Up to that time in my life, I always reacted to what other people did. Now I was initiating action. People might react to it or they might not, but it made me feel good to have that power.
The idea that I could heal myself was, and still is, the most amazing thing I have discovered. I then realised that my problem was not with Dr Münch but with Dr Mengele. But I had power even over Mengele, and there was nothing he could do. If I forgave Mengele, I thought I might as well forgive everybody who has ever hurt me.
Dr Münch signed his document at Auschwitz in 1995. I signed my document. I immediately felt I was no longer a victim of Auschwitz or a prisoner of my tragic past. I was also free of Mengele.
Forgiveness is different from reconciliation. Forgiveness is an act of self-healing, self-liberation and self-empowerment.
I do not need anybody's approval or acceptance. Reconciliation takes two people, this is why it is so difficult.
I also call forgiveness the best revenge against the perpetrator. And everyone can afford it. It is free. If you do not like it, you can take back your pain. No one will stop you.

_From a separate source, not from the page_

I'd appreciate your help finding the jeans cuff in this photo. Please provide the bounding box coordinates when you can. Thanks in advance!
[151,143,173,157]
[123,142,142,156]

Some Holocaust survivors do not like this and some call me a traitor. I have been told that in Jewish tradition, the perpetrator must repent and ask forgiveness.
Do you think that Hitler, Himmler and Mengele would have repented and asked for forgiveness? What would that do for my freedom? Should I remain a victim for the rest of my life?
I refuse to be a victim. Society is bent on nurturing victimhood. Oh you poor little soul!
That poor little soul remains one. Those who are nurturing it care for the victims but the victims remain victims.
It is not only Jews who tend to nurture victimhood. It is an international problem. The world is filled with victims because nobody is making the right effort to help people heal.
This is why I am so passionate about forgiveness.
I realised that Hitler was an angry man who considered himself a victim. Anger is a seed for war. Forgiveness is a seed for peace.
I forgave the Nazis, not because they deserve it but because I deserve it.